Honestly, it's a bit of a complicated question. Unfortunately, the dog training industry is not regulated, and anyone can call themselves a dog trainer, no special degree, education, experience required. This is what makes things very tricky for you as pet parents to decipher, who is going to take the best care of your pup?
You go online to search, and type in dog trainer. Honestly the first five that pop up for me are five people I would never recommend due to their training methods, lack of credentials, and past experiences with the trainers. However, to the unsuspecting pet parent, you see some 5 star reviews and trust that this person is going to take good care of you and your dog. They say they're a dog trainer right?! Sometimes it goes fine, and a lot of times it does not, ending in increased fear and frustration, and sometimes even trauma for both you and the dog.
So how, do you find a good trainer for you?
First, talk with them, what are their credentials, what is their experience? Examples of credentials that a trainer should have are KPA-CTP, CCUI, IAABC-CDBC or CAABC, CPDT-KA or KSA, CBCC-KA. These ensure that the trainer has had to undergo testing and demonstrate their skill set, along with maintaining continuing education to further knowledge of training.
What methods do they utilize for training- are they in line with what you are comfortable with. Do they practice utilizing aversive training methods? If so, I would highly recommend against that trainer, please see linked position statement below. There is SO much research on dog training, and trainers that are not practicing the latest up to date, scientifically proven methods are not doing right by your or your pup. Trainers that discourage feeding treats should be avoided as well, we don't work for free so why should our pets?
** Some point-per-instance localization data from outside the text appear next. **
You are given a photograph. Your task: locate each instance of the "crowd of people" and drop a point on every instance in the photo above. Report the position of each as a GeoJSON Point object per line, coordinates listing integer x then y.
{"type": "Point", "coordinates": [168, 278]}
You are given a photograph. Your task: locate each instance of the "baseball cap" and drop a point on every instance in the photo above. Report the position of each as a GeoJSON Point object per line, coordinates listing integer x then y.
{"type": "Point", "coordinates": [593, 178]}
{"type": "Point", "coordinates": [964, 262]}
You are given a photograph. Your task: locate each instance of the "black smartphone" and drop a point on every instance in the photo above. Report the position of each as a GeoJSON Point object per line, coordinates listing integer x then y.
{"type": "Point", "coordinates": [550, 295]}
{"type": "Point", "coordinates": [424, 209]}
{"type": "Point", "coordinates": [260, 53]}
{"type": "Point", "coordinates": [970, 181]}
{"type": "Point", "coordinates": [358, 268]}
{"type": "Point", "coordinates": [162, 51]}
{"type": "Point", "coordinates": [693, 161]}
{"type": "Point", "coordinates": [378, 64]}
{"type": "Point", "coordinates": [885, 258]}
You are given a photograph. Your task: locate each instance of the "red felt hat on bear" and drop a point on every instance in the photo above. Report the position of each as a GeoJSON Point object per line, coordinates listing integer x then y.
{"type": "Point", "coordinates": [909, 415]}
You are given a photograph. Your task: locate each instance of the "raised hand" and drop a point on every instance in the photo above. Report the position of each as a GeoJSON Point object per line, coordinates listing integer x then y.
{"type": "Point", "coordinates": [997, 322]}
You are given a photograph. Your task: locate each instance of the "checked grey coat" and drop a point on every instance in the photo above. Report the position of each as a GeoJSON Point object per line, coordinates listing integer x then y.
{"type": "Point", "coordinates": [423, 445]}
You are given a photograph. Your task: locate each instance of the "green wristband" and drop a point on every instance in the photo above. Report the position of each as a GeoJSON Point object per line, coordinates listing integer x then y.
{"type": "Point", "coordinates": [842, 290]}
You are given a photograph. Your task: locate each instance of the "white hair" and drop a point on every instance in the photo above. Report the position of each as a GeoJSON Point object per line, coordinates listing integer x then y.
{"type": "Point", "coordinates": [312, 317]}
Does the trainer's teaching style seem to fit yours, and does their personality fit yours? This is someone that you should be 100% comfortable working with. Training is not one or two sessions then done. It's not going to be over in just a few weeks. It's something that you'll need to keep working on throughout the lifetime of the pet, so having a good relationship with a good trainer is essential for when you hit bumps in the road.
Does the trainer offer guarantees? If so, they are unrealistic. Nobody can ever promise that any animal is going to do exactly what they think we will. We can't even do that with people, and we can talk! Behavior is complicated, there are no guarantees, there is no timeline on when we can guarantee something will be fixed. Setting realistic expectations for change should be the goal, along with always being sure to modify the plan as we go when something isn't working.
Do you feel like you know what your trainer is doing? Can you teach somebody else what they have been teaching you? Can you practice these skills with your own dog when you go home? Training is not just about teaching the dog, it's about teaching ourselves as well!
Avoid trainers who do not feel veterinary involvement is essential. A veterinarian should always be a part of the team when working through behavioral problems in pets. Ensuring that a baseline medical work-up has been performed is essential, and advice on potential behavioral medications may be required.